Customer: *looks over crumpled piece of paper at remaining orders, also written in Rooster-like penmanship* I need a foot long meatball sub on white bread and the last one is, ummm, this one is a salad…
Worker: Sir, our buy one get one free offer is only for sandwiches.
Customer: But all the sandwiches can be made into a salad, right? It’s all the same thing.
Worker: Our sign says that it’s only for sandwiches, sir.
Customer: *deep sigh* Are you sure you can’t do that? Don’t seem like a big thing
Worker: *calls back to the manager somewhere out of sight in the back of the store* MIKE! HEY MIKE!

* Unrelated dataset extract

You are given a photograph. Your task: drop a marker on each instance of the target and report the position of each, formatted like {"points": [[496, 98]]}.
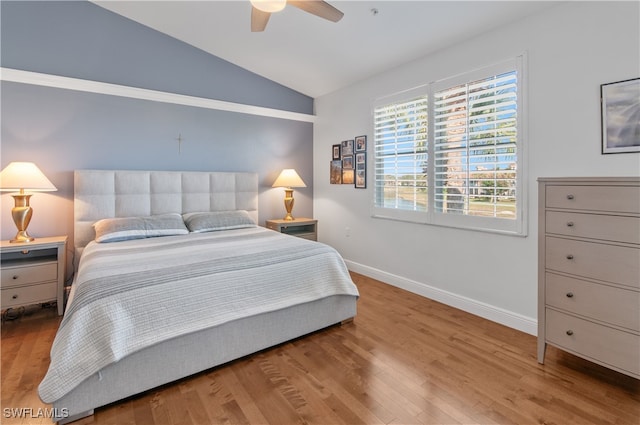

Manager Mike: *from back of store, unseen* YEAH!
Worker: CUSTOMER WANTS TO DO A SALAD ON THE BUY ONE GET ONE! HOW I DO THAT?
Manager Mike: WHAT?!
Worker: *likely dying inside* I SAID, THIS CUSTOMER WANTS TO DO A SALAD ON THE BUY ONE GET ONE! HOW I DO DAT?
Manager Mike: HE WANT A SALAD?
*pause for 5 seconds*
Manager Mike: JUST DO IT! I’LL COME AND OVERRIDE IT IN THE SYSTEM WHEN HE PAYS!
*The lady with the inhuman eyelashes has retrieved her phone from the Michael Kors carry-on and is talking loudly now about the goings on.*
Eyelash Lady: I can’t believe these folk in this Subway, taking all day with 6 or 7 different orders holding up the line all damn day. It’s just rude!
Worker: What kind of salad would you like, Sir?
Customer: I need a tuna salad. Don’t toast it though.
Worker: *looking for sharp objects* We don’t toast salads.
Customer: I was just making sure before they threw it in the oven like that roast beef.
Worker: *throws sharp daggers with her eyes* Is there anything else, sir?
Customer: Nah, that’s all.
Worker: Okay, move down and they will dress your sandwiches – and your salad – down there.
At 3:32 the man in the jeans and red polo shirt exited the Subway store with his three subs and his one salad that required a managerial override at checkout. Two minutes later at 3:34 the eyelash monster with the oversized Michael Kors baggage walked out of the store with her two subs that she ordered without having courtesy to hang up from her aforementioned phone call.
It was almost my turn; it certainly wouldn’t be long now. Then the young man in line in front of me with sagging blue basketball shorts and a white wifebeater stepped up and said to the horribly stressed Subway sandwich artist:
‘Ey, shawty, what up wit’ dis special y’all havin’ up in here? How it work?”